# GMF swimlanes



## BjörnBu (15. Jul 2008)

Hallo,

Ich kann bisher keinerlei Ressourcen zu swimlanes finden. Hie rmal mein Beispiel etwas vereinfacht.
Unter anderm tauchen in meinem Diagram "Flows" auf, die 1-n Steps enthalten. Steps sind dabei über valid und invalid miteinandern verbunden, sodass sich ne Reichenfolge ergibt.

Um das Ganze aber ordentlich darstellen zu können, macht es keinen Sinn die Steps über conntections alle einem Flow zuzuordnen. Stattdessen würde ich es mir wünschen den Flow als Swimlane darzustellen (Noch lieber als Kasten, dem man die Steps einfach hinzu fügen kann, aber Swimlanes sollten für's erste einfacher sien, denke ich)

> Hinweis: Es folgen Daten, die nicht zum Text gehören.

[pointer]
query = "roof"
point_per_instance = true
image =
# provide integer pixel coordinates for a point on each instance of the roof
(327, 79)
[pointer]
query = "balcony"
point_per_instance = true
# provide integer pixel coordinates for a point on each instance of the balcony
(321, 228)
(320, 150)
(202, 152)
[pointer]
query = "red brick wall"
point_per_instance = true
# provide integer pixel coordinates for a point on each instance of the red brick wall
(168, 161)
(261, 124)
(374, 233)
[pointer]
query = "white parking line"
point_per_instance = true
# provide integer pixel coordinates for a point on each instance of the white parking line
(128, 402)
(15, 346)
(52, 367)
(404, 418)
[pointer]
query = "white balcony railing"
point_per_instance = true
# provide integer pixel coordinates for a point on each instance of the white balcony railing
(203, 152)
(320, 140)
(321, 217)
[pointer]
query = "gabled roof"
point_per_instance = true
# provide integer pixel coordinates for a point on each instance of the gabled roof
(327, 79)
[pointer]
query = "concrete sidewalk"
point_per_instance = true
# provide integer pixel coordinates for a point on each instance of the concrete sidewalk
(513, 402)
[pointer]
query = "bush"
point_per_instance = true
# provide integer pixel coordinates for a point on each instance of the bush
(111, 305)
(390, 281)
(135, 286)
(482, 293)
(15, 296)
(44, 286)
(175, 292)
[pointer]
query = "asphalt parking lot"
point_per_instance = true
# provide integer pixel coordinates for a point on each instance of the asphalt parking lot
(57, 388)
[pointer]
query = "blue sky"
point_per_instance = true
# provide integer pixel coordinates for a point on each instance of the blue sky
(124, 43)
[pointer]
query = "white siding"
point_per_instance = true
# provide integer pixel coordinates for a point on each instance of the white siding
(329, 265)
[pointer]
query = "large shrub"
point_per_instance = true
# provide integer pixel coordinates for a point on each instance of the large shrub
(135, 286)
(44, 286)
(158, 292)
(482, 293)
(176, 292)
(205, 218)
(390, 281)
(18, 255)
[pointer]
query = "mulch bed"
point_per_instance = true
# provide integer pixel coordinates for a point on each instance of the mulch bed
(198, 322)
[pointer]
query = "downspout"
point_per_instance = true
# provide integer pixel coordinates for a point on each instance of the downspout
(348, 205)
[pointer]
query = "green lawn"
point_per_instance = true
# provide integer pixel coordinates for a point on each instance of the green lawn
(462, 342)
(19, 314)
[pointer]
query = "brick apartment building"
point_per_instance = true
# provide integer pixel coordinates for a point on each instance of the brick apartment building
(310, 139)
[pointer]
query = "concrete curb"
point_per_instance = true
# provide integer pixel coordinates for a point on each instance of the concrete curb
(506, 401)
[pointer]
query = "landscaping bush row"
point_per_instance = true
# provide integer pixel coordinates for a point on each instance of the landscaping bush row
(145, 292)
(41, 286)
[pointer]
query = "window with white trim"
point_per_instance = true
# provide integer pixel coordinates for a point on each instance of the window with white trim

Wäre echt nett, wenn mir jemand weiter helfen könnte. Ein Link zu 'ner Quelle wäre schon Klasse. Konnte bisher einfach nichts finden.


----------



## Wildcard (15. Jul 2008)

Du meinst zB ein Compartment? Dazu gibt es doch genügend Beispiele bei GMF.
Ansonten bitte eine Zeichnung/Screenshot wie du dir das vorstellst.


----------



## BjörnBu (15. Jul 2008)

Vielen Dank!
Hat schon sehr geholfen. Da mir mir schlicht und einfach das wording unklar und schon ließ sich erstmal nichts finden.


----------